Blockchain and “cryptocurrencies” have recently become key elements of the global spirit of the times; usually as a result of a sharp rise in the “price” of bitcoin. This has led millions to participate in the market, with many bitcoin exchanges under tremendous infrastructural stress as demand grows.

The most important point to understand about crypto is that although it is actually a target (cross-border transactions over the Internet), it does not provide any other financial benefits. In other words, its “inherent value” is firmly limited to the ability to make transactions with other people; NOT in storing / distributing value (which is what most people see).

The most important thing to realize is that Bitcoin and the like are payment networks – NOT “currency”. This will be considered in more detail in a second; The most important thing to realize is that “getting rich” with BTC is not a case of giving people a better economic situation – it’s just the process of being able to buy “coins” at a low price and sell them. higher.

To do this, when looking at “crypto”, you must first understand how it actually works and where its “value” actually lies …
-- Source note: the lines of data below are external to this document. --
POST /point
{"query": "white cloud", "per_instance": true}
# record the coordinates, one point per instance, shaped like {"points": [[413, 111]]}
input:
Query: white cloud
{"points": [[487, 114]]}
Decentralized payment networks …

As we mentioned, the key thing to remember about “Crypto” is that it’s mostly a decentralized payment network. Consider Visa / Mastercard without the central processing system.

This is important because it highlights the real reason why people have really started to look at the Bitcoin offer in more depth; it allows you to send / receive money from anyone in the world, as long as it has the address of your bitcoin wallet.

The reason this attributes a “price” to the various “coins” is due to the misconception that “Bitcoin” will somehow give you the opportunity to make money because it is a “crypto” asset. Not so.

IN ONLY The way people have made money with bitcoin is due to the “rise” in its price – buying “coins” at a low price and selling them MUCH higher. While it worked well for many people, it was actually based on the “bigger fool theory” – essentially stating that if you can “sell” the coins, it’s a “bigger fool” than you.

This means that if you want to join the “crypto” space today, you are mainly looking to buy one of the “coins” (even “alt” coins) that are cheap (or cheap) and use them, the price goes up, until you sell them later. Since none of the “coins” are backed by real-world assets, there is no way to judge when / if / how this will work.

Future growth

Bitcoin has been used for all purposes and purposes.

The epic rally of December 2017 showed mass acceptance and while its price is likely to continue to rise in the range of $ 20,000+, buying one of the coins today will be a huge gamble that this will happen.

Smart money is already looking at most of the “alt” coins (Ethereum / Riple, etc.), which have a relatively low price but are constantly rising in price and absorption. The key thing to consider in today’s “crypto” space is the way in which the various “platform” systems are actually used.

Such is the rapidly evolving “technological” space; Ethereum & Ripple looks like the next Bitcoin – with a focus on how they can give users the ability to actually use “decentralized applications” (DApps) on their core networks to get functionality up and running.

This means that if you are looking for the next level of “crypto” growth, it will almost certainly come from the various platforms that you can identify there.